I think the Gunderman and Falkenberg pieces are right on the money. Lay journalism may simplify issues for clarity, but the fundamental points aren’t misstated.
Grand Rounds speaker at UCSF yesterday (Alexander Smith MD-geriatrics) decried lack of good drug solutions for non-malignant pain in dying seniors. ” We just do not have the right drugs for pain management in frail seniors.”
He mentioned that Vit D deficiency often has marked proximal muscle weakness and extensive pain. I think he said truncal and lower body pain. I did not know this. “People need a lot of Vit D to get a drug level of 30ng/ml….
like 1500-2000units per day.” 30 seems to be what they are shooting for. ..because parathormone levels flatten out at that level.
I don’t think there’s conflation. I think she’s using her data wisely. It just happens that her data uses bad journalists instead of bad outcomes.
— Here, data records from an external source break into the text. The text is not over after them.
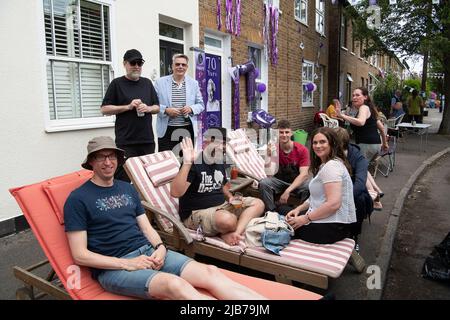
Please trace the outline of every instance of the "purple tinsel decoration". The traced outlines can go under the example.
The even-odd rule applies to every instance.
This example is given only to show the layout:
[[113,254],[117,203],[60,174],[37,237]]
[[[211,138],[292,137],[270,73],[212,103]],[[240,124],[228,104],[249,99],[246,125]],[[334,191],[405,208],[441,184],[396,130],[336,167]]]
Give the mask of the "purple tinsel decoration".
[[369,0],[369,6],[376,6],[377,0]]
[[277,7],[271,7],[272,16],[272,64],[278,64],[278,19],[280,17],[280,12]]
[[227,32],[233,33],[233,0],[226,0],[227,16],[225,18],[225,28]]
[[267,3],[264,3],[264,25],[263,25],[263,38],[264,38],[264,58],[266,61],[269,61],[270,55],[270,33],[269,33],[269,24],[270,24],[270,9]]
[[248,61],[239,68],[239,74],[245,75],[247,84],[247,101],[252,103],[255,100],[256,90],[256,77],[255,77],[255,64],[253,61]]
[[217,0],[217,29],[220,30],[222,28],[222,0]]
[[234,11],[235,19],[234,22],[236,23],[234,27],[234,35],[240,36],[241,35],[241,0],[236,0],[236,10]]
[[234,71],[234,96],[233,96],[233,114],[234,114],[234,129],[238,129],[240,127],[239,119],[240,119],[240,92],[239,92],[239,68],[236,68]]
On the other hand your point could be viewed as an attempt to invalidate a hypothesis that’s pretty sensible when you get right down to it
a). by tightly regulating certain bad substances without looking at the long term consequences of our decisions, we’ve created a pain management problem for ourselves that’s extremely serious
b). we’re asking patients to rate their satisfaction levels, which is a not bad idea on paper, less practical in real life.
c). we’re increasingly paying people based on said ratings, and in effect rewarding the wrong things, incenting bad choices.
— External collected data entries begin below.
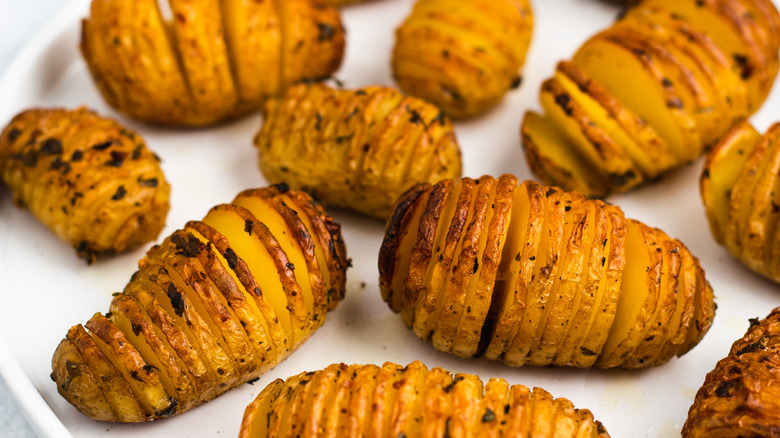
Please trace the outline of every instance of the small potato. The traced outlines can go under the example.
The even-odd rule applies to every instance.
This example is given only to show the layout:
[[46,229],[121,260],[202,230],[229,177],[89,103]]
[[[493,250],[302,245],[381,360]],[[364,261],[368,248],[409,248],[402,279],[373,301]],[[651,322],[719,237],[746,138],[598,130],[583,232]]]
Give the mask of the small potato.
[[561,62],[521,133],[546,184],[591,197],[658,180],[758,110],[777,76],[769,0],[643,0]]
[[683,438],[780,436],[780,307],[750,320],[742,339],[707,374]]
[[407,366],[333,364],[271,382],[247,406],[240,438],[606,438],[587,409],[541,388]]
[[678,240],[511,175],[407,191],[379,272],[382,297],[418,337],[511,366],[660,365],[698,344],[715,313]]
[[270,182],[382,219],[409,187],[461,173],[449,119],[390,87],[295,86],[269,101],[255,144]]
[[520,85],[532,30],[528,0],[418,0],[396,30],[393,75],[453,118],[476,116]]
[[707,154],[700,192],[715,239],[753,271],[780,282],[780,123],[748,122]]
[[92,263],[153,240],[170,186],[143,139],[79,108],[33,109],[0,134],[0,177],[27,208]]
[[320,0],[93,0],[81,52],[106,101],[150,123],[208,125],[341,64],[338,9]]
[[52,358],[59,393],[95,420],[185,412],[257,378],[344,297],[341,229],[303,192],[246,190],[153,247],[106,315]]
d). the media is covering the story badly, and typically missing a + b + c
a + b + c = a problem for physicians
no, not at all. highlighting in vs outpatient mgt of pain. difft.
Funny, we have a problem with antibiotic overuse in this country, in addition to narcotic abuse. Why is that? Could it be intrusive government intervention?
What a schizophrenic society we have. On the one hand we have a war on drug use, and stricter requirements from state governments on narcotic use, plus cries against overuse of imaging and testing. On the other hand, we have a satisfaction survey for reimbursement FROM THE GOVERNMENT based on use of prescriptions and testing.
Has anyone from CMS or related institutions looked at the absurdity of this?
Let physicians practice medicine based on good medical evidence and caring for the patient for Pete’s sake and get rid of these idiotic surveys.
Looks to me like she cited an example of how bad reporting gets the pain management story wrong by oversimplifying a complex story – but wait, in your view this makes HER the bad reporter? Interesting theory.
Your conflating inpatient, acute pain, with outpatient chronic/subacute pain. Very different indications.
HCAHPS has implications (whats given at time of discharge), but the use of narcotics post op, or for renal colic or sickle pain very different from outpatient lower back pain or “pain syndromes.”
It is quite easy for a patient to become so used to pain meds that, when they are withdrawn, residual discomfort is subjectively perceived as greater pain than it actually is. That can lead to drug-seeking behavior, especially without follow-up medical counseling after narcotics are withdrawn.
The current pain scales are subjective, and that is a key issue. It would help if there was a reliable metric for actual pain and an accompanying protocol for paid med withdrawal.